Today was exercise day. After calisthenics, we went on a 4-hour, 20-mile bike ride along the Nordkyststien, the North Coast National Cycle Route 47, to Tisvildeleje and back to Hald.

After passing the village of Liseleje about 2 miles from home, the route turned off the paved roads and carried us through the forest on a dirt and gravel path…

…until we came to the Malby Overdrev, which seemed to be some type of savannah behind the dunes. We parked our bikes and hiked up over the dunes where we discovered a beautiful, isolated beach.

The tourist brochures call the northern coast of Zeeland the Danish Riviera and I can see why. Lucky for us, it was a weekday and schools haven’t been let out for the summer, so the crowds haven’t yet arrived.

We continued around Malby Overdrev, following a new track over double ruts through the packed sand. These woods were a replanting of a previously timbered wood, an area called Asserbo Plantage (“Asserbo Plantation”).

Around the 10-mile mark, we reached the village of Tisvildeleje (since there’s a Tisvilde nearby, I’m guessing that “leje” means beach).

I took this picture of our turn-around point to prove we made it. The buildings in this photo have tile roofs, typical for the towns and villages.

Here we go, on the road again:

Knowing the route, we took a short-cut on the way back by doing a little trail-blazing to avoid a loop to the beach and back. Nearly all of the ride from Liseleje to Tisvildeleje and back was through the woods on sand, dirt or gravel paths. It was delightful.

On the return, we peddled through Liseleje again, but this time we stopped at the ice cream parlor that Johnna had told us was the best around. She was right. They had the usual flavors, but I got to try something different, too: licorice ice cream. It was pretty good!

The ride from Liseleje back to the house in Hald winds through the summer cottages along the coast. We started paying attention to the roofs of the homes.
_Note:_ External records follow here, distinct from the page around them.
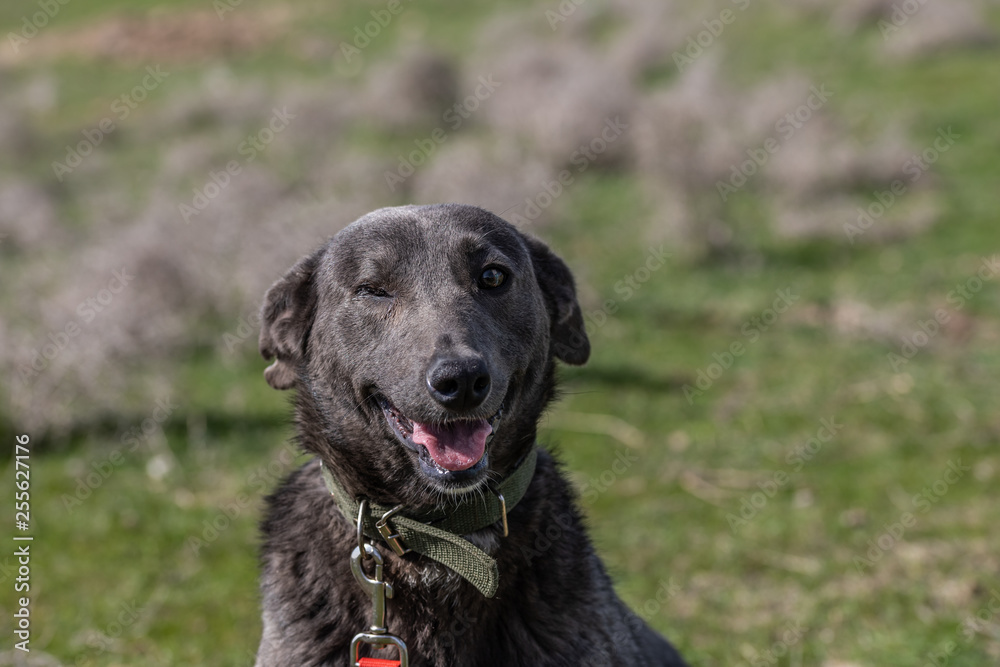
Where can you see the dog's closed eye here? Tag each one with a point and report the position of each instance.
(372, 290)
(492, 278)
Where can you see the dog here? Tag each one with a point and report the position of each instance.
(422, 342)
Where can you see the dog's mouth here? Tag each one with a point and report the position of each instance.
(453, 450)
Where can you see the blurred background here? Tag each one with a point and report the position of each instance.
(781, 216)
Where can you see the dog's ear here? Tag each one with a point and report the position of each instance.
(285, 320)
(569, 338)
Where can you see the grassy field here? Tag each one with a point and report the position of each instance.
(794, 494)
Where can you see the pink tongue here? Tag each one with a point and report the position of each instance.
(455, 446)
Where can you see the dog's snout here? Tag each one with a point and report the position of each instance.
(459, 383)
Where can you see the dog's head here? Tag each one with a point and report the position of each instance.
(421, 341)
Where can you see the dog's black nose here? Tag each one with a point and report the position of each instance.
(458, 383)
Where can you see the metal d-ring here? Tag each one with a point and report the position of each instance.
(362, 511)
(392, 537)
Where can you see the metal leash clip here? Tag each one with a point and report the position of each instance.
(377, 636)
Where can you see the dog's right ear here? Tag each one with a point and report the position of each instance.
(285, 320)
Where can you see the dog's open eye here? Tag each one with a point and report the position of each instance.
(492, 278)
(369, 290)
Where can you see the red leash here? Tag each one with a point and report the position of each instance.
(377, 662)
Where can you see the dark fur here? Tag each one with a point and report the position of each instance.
(338, 345)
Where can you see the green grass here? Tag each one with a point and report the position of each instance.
(667, 518)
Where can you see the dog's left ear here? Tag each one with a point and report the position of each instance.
(569, 338)
(285, 320)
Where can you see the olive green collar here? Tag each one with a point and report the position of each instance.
(438, 534)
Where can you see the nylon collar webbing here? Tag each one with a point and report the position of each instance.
(438, 535)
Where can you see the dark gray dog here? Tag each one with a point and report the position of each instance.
(422, 344)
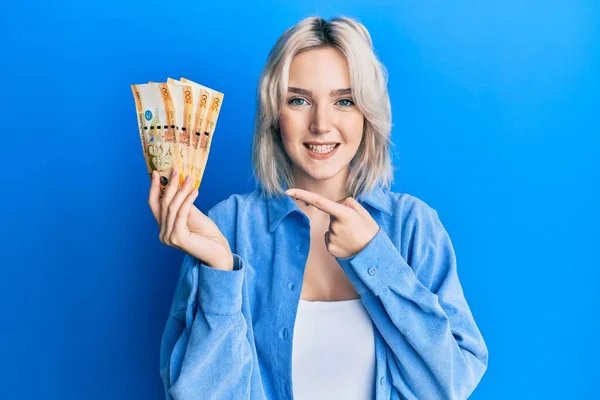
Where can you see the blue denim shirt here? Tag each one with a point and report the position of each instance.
(229, 333)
Besides tile, there were a couple unusual ones, like this sod roof:

We love the thatch roofs; there are quite a few of them.

But here’s a material I’ve never seen used on a roof before: stones! Not gravel, stones.

Anyway, it was around 6:00 p.m. as we approached Hald. It stays daylight until 10:30 p.m. here. But, it got a little overcast and when the sun went behind the clouds, it got chilly enough for Dale to don her jacket.

Rather than put on my jacket, I just pedaled harder to get the blood flowing and my bones warmed up.

It was a fun day and we really enjoyed getting some exercise.